Christian Ulmen steht nach schweren Vorwürfen seiner Ex-Frau in der Kritik
Johanna KrügerChristian Ulmen steht nach schweren Vorwürfen seiner Ex-Frau in der Kritik
Komiker und Moderator Christian Ulmen sieht sich schweren Vorwürfen seiner Ex-Frau Collien Fernandes ausgesetzt. Sie wirft ihm vor, in ihrem Namen gefälschte Online-Profile erstellt, explizite Inhalte verbreitet und unter ihrer Identität Telefonssex geführt zu haben. Die Anschuldigungen haben die Kritik an Ulmens früherem Schaffen neu entfacht – darunter umstrittene TV-Formate aus den mittleren 2000er-Jahren.
Fernandes bezeichnete sein Verhalten als "virtuelle Vergewaltigung" und betonte, dass das Überschreiten von Grenzen zentral für sein Handeln gewesen sei, oft gezielt gegen Frauen gerichtet.
In den 2000ern moderierte Ulmen die Dating-Show "Wer will meine Freundin vögeln?", in der Männer darum wetteiferten, wer die "heißeste" Freundin habe. Die Aufgaben waren weithin als frauenfeindlich und geschmacklos kritisiert worden. Eine weitere Sendung, "Mein neuer Freund" auf ProSieben, zeigte Ulmen wöchentlich in der Rolle eines anderen schrecklichen Partners. In einer wiederkehrenden Szene stellte die Protagonistin ihren neuen Freund ihrer Familie vor – nur um von ihm mit abscheulichem Verhalten konfrontiert zu werden, was oft zum Abbruch der Beziehung führte.
Die Figur des adligen, herablassenden Alexander von Eich, der seine Freundin mit einem Stock herumkommandierte, avancierte zur Kultfigur der Show. Ulmens Bühnenpersona bewegte sich dabei häufig im Spannungsfeld zwischen Satire und grenzwertigem Verhalten.
Als Ulmen und Fernandes 2010 ein Paar wurden, hinterfragten manche – darunter die Autorin eines aktuellen Kommentars – ihre Entscheidung.
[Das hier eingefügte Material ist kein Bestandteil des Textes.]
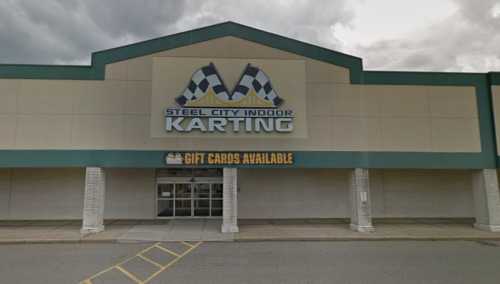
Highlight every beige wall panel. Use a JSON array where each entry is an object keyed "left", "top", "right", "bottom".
[
  {"left": 432, "top": 118, "right": 481, "bottom": 152},
  {"left": 153, "top": 37, "right": 303, "bottom": 59},
  {"left": 429, "top": 87, "right": 478, "bottom": 118},
  {"left": 127, "top": 56, "right": 153, "bottom": 81},
  {"left": 0, "top": 79, "right": 19, "bottom": 114},
  {"left": 0, "top": 114, "right": 16, "bottom": 149},
  {"left": 380, "top": 118, "right": 431, "bottom": 151},
  {"left": 123, "top": 115, "right": 153, "bottom": 149},
  {"left": 331, "top": 116, "right": 382, "bottom": 151},
  {"left": 121, "top": 81, "right": 151, "bottom": 115},
  {"left": 73, "top": 81, "right": 127, "bottom": 114},
  {"left": 16, "top": 115, "right": 72, "bottom": 149},
  {"left": 331, "top": 84, "right": 381, "bottom": 116},
  {"left": 71, "top": 115, "right": 124, "bottom": 149},
  {"left": 10, "top": 168, "right": 85, "bottom": 219},
  {"left": 306, "top": 84, "right": 334, "bottom": 116},
  {"left": 370, "top": 170, "right": 474, "bottom": 218},
  {"left": 308, "top": 116, "right": 333, "bottom": 150},
  {"left": 378, "top": 86, "right": 430, "bottom": 117},
  {"left": 238, "top": 169, "right": 349, "bottom": 219},
  {"left": 306, "top": 59, "right": 350, "bottom": 84},
  {"left": 0, "top": 169, "right": 11, "bottom": 219},
  {"left": 106, "top": 37, "right": 350, "bottom": 83},
  {"left": 491, "top": 86, "right": 500, "bottom": 155},
  {"left": 104, "top": 169, "right": 156, "bottom": 219},
  {"left": 17, "top": 80, "right": 75, "bottom": 114},
  {"left": 104, "top": 60, "right": 128, "bottom": 81}
]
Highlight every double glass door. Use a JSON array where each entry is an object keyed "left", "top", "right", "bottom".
[{"left": 157, "top": 182, "right": 222, "bottom": 217}]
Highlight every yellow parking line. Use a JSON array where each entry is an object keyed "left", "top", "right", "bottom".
[
  {"left": 137, "top": 254, "right": 163, "bottom": 268},
  {"left": 81, "top": 243, "right": 159, "bottom": 284},
  {"left": 80, "top": 242, "right": 202, "bottom": 284},
  {"left": 155, "top": 244, "right": 181, "bottom": 257},
  {"left": 115, "top": 265, "right": 144, "bottom": 284},
  {"left": 143, "top": 242, "right": 202, "bottom": 284},
  {"left": 181, "top": 242, "right": 194, "bottom": 248}
]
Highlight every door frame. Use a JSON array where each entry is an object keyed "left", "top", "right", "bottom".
[{"left": 154, "top": 177, "right": 224, "bottom": 219}]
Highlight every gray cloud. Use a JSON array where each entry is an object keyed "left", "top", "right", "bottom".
[
  {"left": 356, "top": 0, "right": 500, "bottom": 72},
  {"left": 0, "top": 0, "right": 500, "bottom": 71},
  {"left": 0, "top": 0, "right": 186, "bottom": 64},
  {"left": 0, "top": 0, "right": 352, "bottom": 64}
]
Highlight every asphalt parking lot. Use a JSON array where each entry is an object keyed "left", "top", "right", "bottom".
[{"left": 0, "top": 241, "right": 500, "bottom": 284}]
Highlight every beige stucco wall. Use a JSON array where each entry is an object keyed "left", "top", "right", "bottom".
[
  {"left": 104, "top": 169, "right": 156, "bottom": 219},
  {"left": 238, "top": 169, "right": 350, "bottom": 219},
  {"left": 0, "top": 37, "right": 481, "bottom": 152},
  {"left": 370, "top": 170, "right": 474, "bottom": 218},
  {"left": 0, "top": 169, "right": 473, "bottom": 220},
  {"left": 238, "top": 169, "right": 474, "bottom": 219},
  {"left": 0, "top": 168, "right": 85, "bottom": 220}
]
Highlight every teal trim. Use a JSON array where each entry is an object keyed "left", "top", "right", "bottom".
[
  {"left": 0, "top": 150, "right": 484, "bottom": 169},
  {"left": 0, "top": 22, "right": 500, "bottom": 168},
  {"left": 488, "top": 72, "right": 500, "bottom": 86},
  {"left": 0, "top": 22, "right": 362, "bottom": 80}
]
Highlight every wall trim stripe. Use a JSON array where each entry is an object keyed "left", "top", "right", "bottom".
[{"left": 0, "top": 150, "right": 483, "bottom": 169}]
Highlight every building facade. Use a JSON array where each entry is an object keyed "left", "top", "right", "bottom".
[{"left": 0, "top": 22, "right": 500, "bottom": 232}]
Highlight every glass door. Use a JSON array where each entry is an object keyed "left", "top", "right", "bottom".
[
  {"left": 174, "top": 183, "right": 193, "bottom": 217},
  {"left": 157, "top": 182, "right": 222, "bottom": 217},
  {"left": 193, "top": 183, "right": 210, "bottom": 217}
]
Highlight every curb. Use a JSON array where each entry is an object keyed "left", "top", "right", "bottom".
[
  {"left": 0, "top": 239, "right": 118, "bottom": 245},
  {"left": 0, "top": 236, "right": 500, "bottom": 245},
  {"left": 234, "top": 237, "right": 500, "bottom": 243}
]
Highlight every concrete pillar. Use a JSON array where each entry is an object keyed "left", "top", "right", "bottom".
[
  {"left": 222, "top": 168, "right": 238, "bottom": 233},
  {"left": 349, "top": 168, "right": 374, "bottom": 232},
  {"left": 81, "top": 167, "right": 106, "bottom": 234},
  {"left": 473, "top": 169, "right": 500, "bottom": 232}
]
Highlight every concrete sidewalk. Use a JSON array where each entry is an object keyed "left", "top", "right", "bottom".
[{"left": 0, "top": 220, "right": 500, "bottom": 243}]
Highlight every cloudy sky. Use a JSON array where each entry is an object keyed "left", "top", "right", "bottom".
[{"left": 0, "top": 0, "right": 500, "bottom": 72}]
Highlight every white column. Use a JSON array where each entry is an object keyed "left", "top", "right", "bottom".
[
  {"left": 81, "top": 167, "right": 106, "bottom": 234},
  {"left": 473, "top": 169, "right": 500, "bottom": 232},
  {"left": 349, "top": 168, "right": 374, "bottom": 232},
  {"left": 222, "top": 168, "right": 238, "bottom": 233}
]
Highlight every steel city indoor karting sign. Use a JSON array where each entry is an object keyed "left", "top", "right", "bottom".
[
  {"left": 165, "top": 63, "right": 294, "bottom": 133},
  {"left": 165, "top": 152, "right": 294, "bottom": 166}
]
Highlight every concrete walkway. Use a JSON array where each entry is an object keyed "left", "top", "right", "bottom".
[{"left": 0, "top": 220, "right": 500, "bottom": 243}]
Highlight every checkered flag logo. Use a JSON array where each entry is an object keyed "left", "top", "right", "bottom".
[
  {"left": 175, "top": 62, "right": 230, "bottom": 107},
  {"left": 230, "top": 64, "right": 283, "bottom": 107}
]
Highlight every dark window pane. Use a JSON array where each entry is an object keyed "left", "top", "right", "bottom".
[
  {"left": 193, "top": 183, "right": 210, "bottom": 198},
  {"left": 212, "top": 183, "right": 222, "bottom": 198},
  {"left": 175, "top": 199, "right": 191, "bottom": 216},
  {"left": 158, "top": 184, "right": 174, "bottom": 198},
  {"left": 158, "top": 200, "right": 174, "bottom": 217},
  {"left": 175, "top": 183, "right": 191, "bottom": 198}
]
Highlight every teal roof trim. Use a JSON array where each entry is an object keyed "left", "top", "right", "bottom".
[{"left": 0, "top": 22, "right": 500, "bottom": 168}]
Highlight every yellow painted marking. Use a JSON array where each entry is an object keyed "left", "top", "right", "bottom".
[
  {"left": 155, "top": 244, "right": 181, "bottom": 257},
  {"left": 115, "top": 265, "right": 144, "bottom": 284},
  {"left": 181, "top": 242, "right": 194, "bottom": 248},
  {"left": 82, "top": 243, "right": 159, "bottom": 283},
  {"left": 143, "top": 242, "right": 202, "bottom": 284},
  {"left": 137, "top": 254, "right": 163, "bottom": 268},
  {"left": 80, "top": 242, "right": 202, "bottom": 284}
]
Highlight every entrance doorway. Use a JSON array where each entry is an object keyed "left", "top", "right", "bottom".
[{"left": 156, "top": 169, "right": 222, "bottom": 218}]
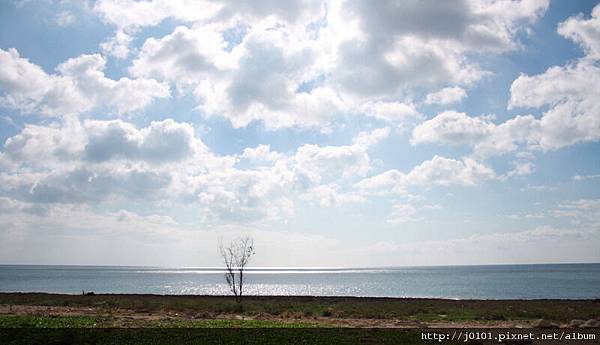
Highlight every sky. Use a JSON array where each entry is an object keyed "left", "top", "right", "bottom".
[{"left": 0, "top": 0, "right": 600, "bottom": 267}]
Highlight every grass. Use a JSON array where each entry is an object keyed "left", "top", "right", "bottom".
[
  {"left": 0, "top": 315, "right": 99, "bottom": 328},
  {"left": 0, "top": 315, "right": 319, "bottom": 328},
  {"left": 0, "top": 293, "right": 600, "bottom": 322}
]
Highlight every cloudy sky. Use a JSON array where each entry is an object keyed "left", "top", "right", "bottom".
[{"left": 0, "top": 0, "right": 600, "bottom": 266}]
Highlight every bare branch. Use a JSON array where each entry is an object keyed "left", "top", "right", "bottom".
[{"left": 219, "top": 236, "right": 255, "bottom": 302}]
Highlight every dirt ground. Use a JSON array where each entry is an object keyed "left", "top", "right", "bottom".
[{"left": 0, "top": 305, "right": 544, "bottom": 328}]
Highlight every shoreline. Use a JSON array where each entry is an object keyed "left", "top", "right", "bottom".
[{"left": 0, "top": 292, "right": 600, "bottom": 328}]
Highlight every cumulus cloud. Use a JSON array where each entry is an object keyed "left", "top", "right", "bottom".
[
  {"left": 0, "top": 118, "right": 389, "bottom": 223},
  {"left": 0, "top": 48, "right": 169, "bottom": 116},
  {"left": 387, "top": 204, "right": 417, "bottom": 224},
  {"left": 355, "top": 155, "right": 496, "bottom": 194},
  {"left": 558, "top": 6, "right": 600, "bottom": 59},
  {"left": 410, "top": 111, "right": 540, "bottom": 158},
  {"left": 425, "top": 86, "right": 467, "bottom": 105},
  {"left": 117, "top": 0, "right": 547, "bottom": 131},
  {"left": 509, "top": 60, "right": 600, "bottom": 150}
]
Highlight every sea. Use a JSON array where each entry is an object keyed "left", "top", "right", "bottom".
[{"left": 0, "top": 263, "right": 600, "bottom": 299}]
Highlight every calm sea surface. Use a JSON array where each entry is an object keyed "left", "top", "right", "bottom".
[{"left": 0, "top": 264, "right": 600, "bottom": 299}]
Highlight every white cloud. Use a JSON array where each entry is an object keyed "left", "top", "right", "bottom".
[
  {"left": 355, "top": 155, "right": 496, "bottom": 194},
  {"left": 118, "top": 1, "right": 547, "bottom": 131},
  {"left": 410, "top": 111, "right": 494, "bottom": 145},
  {"left": 553, "top": 199, "right": 600, "bottom": 230},
  {"left": 353, "top": 127, "right": 390, "bottom": 147},
  {"left": 54, "top": 11, "right": 75, "bottom": 27},
  {"left": 361, "top": 101, "right": 423, "bottom": 127},
  {"left": 410, "top": 111, "right": 540, "bottom": 158},
  {"left": 0, "top": 48, "right": 169, "bottom": 116},
  {"left": 100, "top": 31, "right": 133, "bottom": 59},
  {"left": 573, "top": 174, "right": 600, "bottom": 181},
  {"left": 387, "top": 204, "right": 417, "bottom": 224},
  {"left": 558, "top": 5, "right": 600, "bottom": 59},
  {"left": 425, "top": 86, "right": 467, "bottom": 105},
  {"left": 509, "top": 60, "right": 600, "bottom": 150}
]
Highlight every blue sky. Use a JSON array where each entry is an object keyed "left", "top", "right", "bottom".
[{"left": 0, "top": 0, "right": 600, "bottom": 266}]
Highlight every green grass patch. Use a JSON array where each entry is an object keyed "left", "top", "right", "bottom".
[
  {"left": 148, "top": 319, "right": 320, "bottom": 328},
  {"left": 0, "top": 315, "right": 99, "bottom": 328}
]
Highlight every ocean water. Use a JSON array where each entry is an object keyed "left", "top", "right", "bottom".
[{"left": 0, "top": 264, "right": 600, "bottom": 299}]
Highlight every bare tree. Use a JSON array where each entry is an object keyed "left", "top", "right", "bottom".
[{"left": 219, "top": 236, "right": 254, "bottom": 302}]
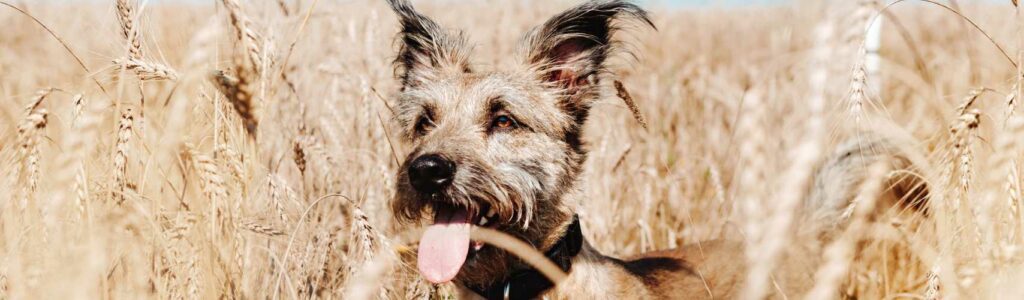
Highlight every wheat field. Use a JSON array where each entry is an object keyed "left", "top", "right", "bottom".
[{"left": 6, "top": 0, "right": 1024, "bottom": 299}]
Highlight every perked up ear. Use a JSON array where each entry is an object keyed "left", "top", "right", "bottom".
[
  {"left": 527, "top": 0, "right": 654, "bottom": 92},
  {"left": 387, "top": 0, "right": 469, "bottom": 89}
]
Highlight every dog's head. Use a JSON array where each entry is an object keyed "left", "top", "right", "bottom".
[{"left": 388, "top": 0, "right": 650, "bottom": 285}]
Damals galt Ulmen als provokanter Enfant terrible, während Fernandes als angesehene Moderatorin wahrgenommen wurde.
Ende 2025 wurden Fernandes' Vorwürfe öffentlich: Ulmen soll in ihrem Namen Fake-Profile angelegt, pornografisches Material verbreitet und unter ihrer Identität Online-Dating betrieben haben. Sie bezeichnete die Taten als "virtuelle Vergewaltigung". Die Kommentatorin zeigt sich heute reumütig für frühere Urteile und solidarisiert sich mit Fernandes – unter Verweis auf die Worte der Missbrauchsüberlebenden Gisèle Pelicot: "Die Scham muss die Seite wechseln."
Stand 20. März 2026 liegen gegen Ulmen weder Anklagen noch Verurteilungen vor. Ein Ermittlungsverfahren in Spanien läuft nach Fernandes' Anzeige noch in einem frühen Stadium. Die Streaming-Plattform Joyn nahm Ulmens Serie "Jerks" aus ihrem Programm, weitere öffentliche oder berufliche Konsequenzen sind jedoch nicht bekannt.
Fernandes' Anschuldigungen haben Ulmens Karriere und sein früheres Verhalten erneut in den Fokus gerückt. Rechtlich befindet sich der Fall noch in einer frühen Phase, formelle Vorwürfe wurden bisher nicht erhoben. Gleichzeitig wird sein einst als derbe Komödie abgetanes TV-Werk angesichts der Vorwürfe nun neu bewertet.